Save We shared this salad at a family picnic and everyone loved how the sweet raisins contrasted with the tangy dressing. The children kept picking out the crunchy pine nuts!
Serving Suggestions
Try this salad over a bed of arugula or baby spinach for extra greens. It pairs wonderfully with grilled chicken or tofu.
Make It Your Own
Add crumbled feta or shaved Parmesan for more richness, or swap in sunflower seeds for nut-free crunch.
Wine Pairing
This salad is excellent with a crisp Sauvignon Blanc or a light, citrusy white wine.
Save For your next gathering, serve this warm salad and watch it disappear. It's always a hit—simple, hearty, and packed with Mediterranean flavor.
Recipe FAQs
- → How do I achieve perfectly roasted cauliflower?
Ensure the cauliflower florets are evenly coated with olive oil, salt, and pepper. Roast at 425°F (220°C) on a parchment-lined baking sheet, turning once halfway to ensure even caramelization and crisp-tender texture.
- → Can I substitute pine nuts with another ingredient?
Toasted walnuts or almonds can be used as alternatives, offering a similar nutty crunch while maintaining the dressing's texture and flavor profile.
- → What is the best way to prepare the lemon dressing?
Whisk olive oil, fresh lemon zest and juice, Dijon mustard, minced garlic, honey or maple syrup, salt, and pepper together before folding in toasted pine nuts for a balanced, nutty citrus dressing.

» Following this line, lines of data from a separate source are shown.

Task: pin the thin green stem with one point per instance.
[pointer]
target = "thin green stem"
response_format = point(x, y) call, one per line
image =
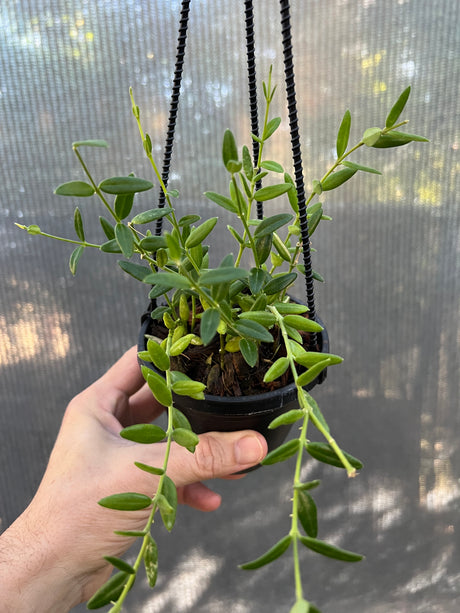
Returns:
point(60, 238)
point(131, 578)
point(95, 186)
point(244, 221)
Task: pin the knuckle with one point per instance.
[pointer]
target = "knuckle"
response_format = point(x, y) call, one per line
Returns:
point(209, 458)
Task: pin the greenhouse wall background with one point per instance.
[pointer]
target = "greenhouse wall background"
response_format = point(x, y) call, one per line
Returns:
point(390, 259)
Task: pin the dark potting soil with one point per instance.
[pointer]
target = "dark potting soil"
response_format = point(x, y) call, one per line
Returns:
point(237, 378)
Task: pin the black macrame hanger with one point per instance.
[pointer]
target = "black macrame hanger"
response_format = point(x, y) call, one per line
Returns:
point(286, 33)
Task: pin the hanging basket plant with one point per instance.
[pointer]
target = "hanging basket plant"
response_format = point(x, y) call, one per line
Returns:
point(225, 347)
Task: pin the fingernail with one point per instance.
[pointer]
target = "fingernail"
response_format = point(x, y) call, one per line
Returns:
point(249, 450)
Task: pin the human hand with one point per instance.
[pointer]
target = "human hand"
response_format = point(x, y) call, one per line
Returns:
point(53, 554)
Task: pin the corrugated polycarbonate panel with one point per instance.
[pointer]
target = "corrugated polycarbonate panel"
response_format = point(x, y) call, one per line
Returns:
point(390, 258)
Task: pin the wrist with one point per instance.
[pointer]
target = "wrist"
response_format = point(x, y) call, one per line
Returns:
point(33, 578)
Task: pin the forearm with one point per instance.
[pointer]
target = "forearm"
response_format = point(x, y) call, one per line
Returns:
point(32, 578)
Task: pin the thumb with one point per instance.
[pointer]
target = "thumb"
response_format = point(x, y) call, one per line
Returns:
point(218, 454)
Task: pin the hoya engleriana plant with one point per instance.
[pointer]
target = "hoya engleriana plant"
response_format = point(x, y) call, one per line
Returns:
point(243, 308)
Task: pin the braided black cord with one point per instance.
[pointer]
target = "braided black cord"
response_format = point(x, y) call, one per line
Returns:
point(175, 95)
point(252, 82)
point(296, 153)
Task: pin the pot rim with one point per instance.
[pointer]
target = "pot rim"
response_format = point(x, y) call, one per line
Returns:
point(212, 403)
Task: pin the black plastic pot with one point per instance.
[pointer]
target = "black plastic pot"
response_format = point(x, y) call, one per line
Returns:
point(227, 414)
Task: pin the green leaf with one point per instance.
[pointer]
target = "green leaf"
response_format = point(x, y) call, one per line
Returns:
point(272, 554)
point(290, 417)
point(247, 163)
point(290, 307)
point(78, 189)
point(257, 278)
point(271, 127)
point(110, 247)
point(128, 501)
point(151, 215)
point(123, 205)
point(281, 248)
point(168, 515)
point(337, 178)
point(143, 433)
point(272, 166)
point(249, 351)
point(179, 419)
point(168, 279)
point(224, 274)
point(316, 411)
point(151, 561)
point(317, 187)
point(187, 220)
point(330, 551)
point(323, 452)
point(107, 227)
point(197, 235)
point(90, 143)
point(229, 148)
point(209, 324)
point(397, 108)
point(174, 248)
point(254, 330)
point(109, 592)
point(158, 355)
point(153, 470)
point(137, 271)
point(309, 358)
point(397, 139)
point(125, 239)
point(75, 258)
point(78, 224)
point(280, 282)
point(235, 235)
point(158, 387)
point(271, 224)
point(343, 134)
point(282, 453)
point(310, 375)
point(371, 136)
point(277, 369)
point(294, 334)
point(125, 185)
point(181, 344)
point(120, 565)
point(264, 318)
point(189, 388)
point(263, 247)
point(355, 166)
point(222, 201)
point(302, 323)
point(185, 438)
point(271, 192)
point(308, 514)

- → Is this dish suitable for a gluten-free diet?
Yes, all ingredients including cauliflower, olive oil, herbs, and nuts are naturally gluten-free, making this dish safe for gluten-sensitive individuals.
- → How can this salad be served for a heartier meal?
Serving over a bed of arugula or baby spinach adds freshness and volume, while adding crumbled feta or shaved Parmesan can enhance richness and protein content.